1942-1943 : Sabotage des liaisons telephoniques allemandes et arrestation du Capitaine Gatard
Nous publions ci-après le témoignage de M. Jacques DUMAS-PRIMBAULT, Directeur régional des Télécommunications, à Limoges en 1943, sur les circonstances qui ont précédé l’arrestation à Limoges en mai 1943 du Capitaine GATARD, dont l’A.A.S.S.D.N. a honoré la mémoire au cours de son Congrès de Lyon.
Ce récit a le mérite de souligner l’intensité de l’action résistante dans cette région et le patriotisme engagé des fonctionnaires des Télécommunications.
Quand, en novembre 1941, les Allemands occupent la zone sud, Limoges devient pour eux un centre de communication important, et ils réquisitionnèrent nombre de circuits pour leur usage.

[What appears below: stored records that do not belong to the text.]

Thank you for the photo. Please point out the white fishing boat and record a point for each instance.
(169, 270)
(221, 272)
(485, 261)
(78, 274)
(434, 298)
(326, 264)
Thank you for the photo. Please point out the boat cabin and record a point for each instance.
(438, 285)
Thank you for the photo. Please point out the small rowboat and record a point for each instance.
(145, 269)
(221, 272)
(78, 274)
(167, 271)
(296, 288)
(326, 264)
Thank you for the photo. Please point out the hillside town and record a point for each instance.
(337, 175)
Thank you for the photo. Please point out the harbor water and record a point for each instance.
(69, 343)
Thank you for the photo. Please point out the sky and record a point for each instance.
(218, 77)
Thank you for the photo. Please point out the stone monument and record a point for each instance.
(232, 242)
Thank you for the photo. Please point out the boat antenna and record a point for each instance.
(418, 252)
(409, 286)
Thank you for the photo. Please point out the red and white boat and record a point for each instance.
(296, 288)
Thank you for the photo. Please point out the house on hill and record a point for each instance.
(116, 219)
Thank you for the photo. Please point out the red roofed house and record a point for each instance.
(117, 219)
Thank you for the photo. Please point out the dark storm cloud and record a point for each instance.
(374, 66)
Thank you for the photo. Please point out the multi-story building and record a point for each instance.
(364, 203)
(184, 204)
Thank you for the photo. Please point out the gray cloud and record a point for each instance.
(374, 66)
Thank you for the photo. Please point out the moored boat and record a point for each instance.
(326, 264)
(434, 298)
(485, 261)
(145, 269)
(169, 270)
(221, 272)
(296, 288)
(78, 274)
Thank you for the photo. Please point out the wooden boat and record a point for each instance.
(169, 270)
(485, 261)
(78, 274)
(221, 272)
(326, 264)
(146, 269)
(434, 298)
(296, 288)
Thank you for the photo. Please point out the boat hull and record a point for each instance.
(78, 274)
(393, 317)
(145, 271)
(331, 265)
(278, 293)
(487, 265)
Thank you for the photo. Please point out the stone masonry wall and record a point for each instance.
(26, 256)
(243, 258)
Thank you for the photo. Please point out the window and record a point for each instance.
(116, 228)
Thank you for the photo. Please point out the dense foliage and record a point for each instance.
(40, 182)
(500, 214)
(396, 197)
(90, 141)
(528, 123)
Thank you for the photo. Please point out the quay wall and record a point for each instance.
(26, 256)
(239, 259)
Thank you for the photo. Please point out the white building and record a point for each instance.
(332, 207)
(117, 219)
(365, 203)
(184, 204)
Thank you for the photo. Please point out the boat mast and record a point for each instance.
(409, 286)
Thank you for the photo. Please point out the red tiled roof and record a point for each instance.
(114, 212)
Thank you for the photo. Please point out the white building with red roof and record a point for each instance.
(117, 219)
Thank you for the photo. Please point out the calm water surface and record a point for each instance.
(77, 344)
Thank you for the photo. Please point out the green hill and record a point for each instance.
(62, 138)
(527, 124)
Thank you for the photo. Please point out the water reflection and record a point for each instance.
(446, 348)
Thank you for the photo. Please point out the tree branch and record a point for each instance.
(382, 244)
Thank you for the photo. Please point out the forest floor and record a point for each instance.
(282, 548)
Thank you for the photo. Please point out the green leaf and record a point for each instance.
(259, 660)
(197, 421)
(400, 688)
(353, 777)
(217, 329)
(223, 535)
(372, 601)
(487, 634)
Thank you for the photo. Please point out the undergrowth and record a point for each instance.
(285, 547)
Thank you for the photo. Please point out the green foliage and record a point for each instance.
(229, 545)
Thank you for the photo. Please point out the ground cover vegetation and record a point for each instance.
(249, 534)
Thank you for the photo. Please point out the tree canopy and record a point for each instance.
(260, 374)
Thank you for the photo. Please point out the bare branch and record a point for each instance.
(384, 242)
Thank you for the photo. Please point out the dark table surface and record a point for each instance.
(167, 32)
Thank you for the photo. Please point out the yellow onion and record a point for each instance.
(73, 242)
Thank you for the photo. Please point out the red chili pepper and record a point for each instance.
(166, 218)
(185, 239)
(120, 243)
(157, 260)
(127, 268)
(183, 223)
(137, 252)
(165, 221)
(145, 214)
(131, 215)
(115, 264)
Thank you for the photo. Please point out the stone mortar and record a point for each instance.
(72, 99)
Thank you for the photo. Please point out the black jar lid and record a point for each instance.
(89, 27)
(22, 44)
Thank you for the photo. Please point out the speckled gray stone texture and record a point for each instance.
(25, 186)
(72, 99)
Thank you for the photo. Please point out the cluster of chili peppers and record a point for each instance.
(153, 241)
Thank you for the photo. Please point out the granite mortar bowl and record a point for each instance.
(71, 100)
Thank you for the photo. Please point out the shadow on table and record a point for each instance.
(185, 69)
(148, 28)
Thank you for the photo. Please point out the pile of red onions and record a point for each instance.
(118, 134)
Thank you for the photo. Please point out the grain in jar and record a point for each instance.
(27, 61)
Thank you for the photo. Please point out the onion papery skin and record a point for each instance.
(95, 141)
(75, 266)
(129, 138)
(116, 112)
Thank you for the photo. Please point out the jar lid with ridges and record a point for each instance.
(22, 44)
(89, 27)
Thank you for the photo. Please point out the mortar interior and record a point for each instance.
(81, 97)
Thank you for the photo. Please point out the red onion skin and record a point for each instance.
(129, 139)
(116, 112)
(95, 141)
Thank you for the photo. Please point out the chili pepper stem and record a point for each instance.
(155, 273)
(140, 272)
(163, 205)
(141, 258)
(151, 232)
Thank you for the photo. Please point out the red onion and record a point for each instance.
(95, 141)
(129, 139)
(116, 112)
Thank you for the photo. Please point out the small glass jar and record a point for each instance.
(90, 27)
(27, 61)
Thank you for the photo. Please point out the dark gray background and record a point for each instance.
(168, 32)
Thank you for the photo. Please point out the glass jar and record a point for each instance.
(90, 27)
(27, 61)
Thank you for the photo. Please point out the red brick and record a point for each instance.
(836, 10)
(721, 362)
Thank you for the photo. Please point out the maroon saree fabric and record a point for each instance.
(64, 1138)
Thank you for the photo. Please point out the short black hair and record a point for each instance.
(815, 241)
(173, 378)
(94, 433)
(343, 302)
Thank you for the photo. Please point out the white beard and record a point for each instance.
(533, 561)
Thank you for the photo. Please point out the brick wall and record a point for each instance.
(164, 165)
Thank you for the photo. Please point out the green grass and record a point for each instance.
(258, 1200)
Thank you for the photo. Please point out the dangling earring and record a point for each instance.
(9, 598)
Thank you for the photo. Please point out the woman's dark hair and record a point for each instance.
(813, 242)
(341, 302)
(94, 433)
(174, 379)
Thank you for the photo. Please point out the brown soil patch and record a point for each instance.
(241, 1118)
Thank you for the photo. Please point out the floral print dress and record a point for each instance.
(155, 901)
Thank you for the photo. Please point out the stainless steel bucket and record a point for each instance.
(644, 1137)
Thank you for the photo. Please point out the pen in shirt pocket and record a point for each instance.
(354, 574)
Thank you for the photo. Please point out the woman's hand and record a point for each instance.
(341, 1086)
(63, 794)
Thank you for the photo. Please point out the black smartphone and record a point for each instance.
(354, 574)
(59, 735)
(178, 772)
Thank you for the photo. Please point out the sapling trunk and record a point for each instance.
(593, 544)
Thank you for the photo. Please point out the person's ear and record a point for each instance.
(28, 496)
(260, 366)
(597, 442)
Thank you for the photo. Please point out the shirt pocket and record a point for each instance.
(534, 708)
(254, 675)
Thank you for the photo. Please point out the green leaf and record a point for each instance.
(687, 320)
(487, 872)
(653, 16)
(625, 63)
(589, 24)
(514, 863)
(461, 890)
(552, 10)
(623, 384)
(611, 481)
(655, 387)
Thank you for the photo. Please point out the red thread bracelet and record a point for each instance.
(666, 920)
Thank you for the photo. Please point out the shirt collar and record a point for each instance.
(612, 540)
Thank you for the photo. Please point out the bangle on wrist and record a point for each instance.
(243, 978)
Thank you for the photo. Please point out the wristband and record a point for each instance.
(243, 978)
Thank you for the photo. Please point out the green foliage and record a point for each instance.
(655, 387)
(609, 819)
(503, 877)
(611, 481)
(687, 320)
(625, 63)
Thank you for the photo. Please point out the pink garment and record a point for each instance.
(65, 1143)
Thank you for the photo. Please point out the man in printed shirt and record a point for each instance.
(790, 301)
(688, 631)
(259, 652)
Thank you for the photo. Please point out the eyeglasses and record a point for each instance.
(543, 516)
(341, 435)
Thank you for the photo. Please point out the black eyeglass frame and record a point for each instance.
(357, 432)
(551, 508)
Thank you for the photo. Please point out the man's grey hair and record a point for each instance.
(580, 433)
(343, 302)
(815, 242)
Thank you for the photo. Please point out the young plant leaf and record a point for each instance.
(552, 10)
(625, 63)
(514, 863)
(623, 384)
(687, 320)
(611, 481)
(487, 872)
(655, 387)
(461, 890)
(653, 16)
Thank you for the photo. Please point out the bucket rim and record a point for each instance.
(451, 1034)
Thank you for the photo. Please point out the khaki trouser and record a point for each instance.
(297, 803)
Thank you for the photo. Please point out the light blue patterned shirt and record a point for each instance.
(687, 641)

Or il se trouve que, dès 1942, j’avais reçu la visite d’un de nos jeunes ” conscrits ” de l’école polytechnique, le Capitaine Jean Gatard, qui, en fait, faisait de l’espionnage, ou plutôt du contre-espionnage, pour le compte de l’armée française.
Nous devînmes intimes et, pendant un an, je lui passais pas mal de renseignements. En avril ou mai 1943, il m’annonça, tout joyeux, qu’il disposait maintenant d’une liaison directe (radio, bien sûr avec Alger et qu’on lui demandait la carte des circuits de commandement allemands.
Dès le soir, vers 19 heures, à l’heure où le bâtiment était vide et l’équipe allemande au ” rata “, je descendis et relevai la liste des circuits allemands. Le lendemain, vers midi et demie, dans le bâtiment tranquille comme d’habitude, Gatard passa me voir et je la lui remis.
Or, au milieu de l’après-midi, son épouse, Denise Gatard, qui s’était liée d’amitié avec ma femme, vint lui annoncer que son mari avait été arrêté vers 14 heures par la police alors qu’il rentrait chez lui. Coup dur, car il devait avoir sur lui la liste manuscrite, de ma main, des renseignements recueillis la veille.
J’eus très, très chaud…, et restais sur le qui-vive pendant 24 heures, jusqu’à, ce que, le lendemain, Étienne Moineville, qui appartenait au même réseau, m’apprît que Gatard avait eu le temps, dès la visite qu’il m’avait faite la veille, de passer voir son radio…. et, par conséquent, de lui remettre le papier compromettant.
J’étais donc hors d’affaires ! Gatard ne l’était pas hélas ! Incarcéré par les Allemands à la caserne Marceau qu’ils occupaient, il essaya de s’en évader et se brisa les deux chevilles en sautant d’un mur. Repris, maltraité, durement interrogé, il put cependant donner de ses nouvelles par M. de Cathen qui, en sa qualité de délégué de la Croix-Rouge, obtenait parfois, à cette époque, l’autorisation de visiter certains prisonniers.
C’est par cette voie que le malheureux Gatard put faire passer à sa femme le nom du ” traître ” qui l’avait vendu.
Quelques semaines plus tard, Gatard fut transféré à Lyon, condamné par un conseil de guerre, et fusillé au Fort Montluc en août 1943.
Bien sûr, les autorités allemandes avaient des liaisons radio hors d’atteinte de tout sabotage, mais elles tenaient cependant beaucoup à leur réseau fil, et celui ci était beaucoup plus fragile.
Le câble Limoges-Ussel (un des deux seuls câbles LGD qui, à l’époque, desservaient Limoges), avait été vite coupé au pont de Combade. Quant aux grandes artères aériennes sur voie ferrée, vers Châteauroux, Guéret, Brive, Périgueux, leur état, au fur et à mesure que l’on avançait vers la libération, était devenu une vraie mascarade.
Les voitures K du service des lignes partaient chaque matin pour réparer les artères signalées coupées… et les rétablissaient de façon que les Allemands du répartiteur puissent constater leur action ; puis les chefs d’équipe faisaient le nécessaire auprès du maquis ou de ses patriotes locaux, pour qu’elles soient recoupées dans la nuit.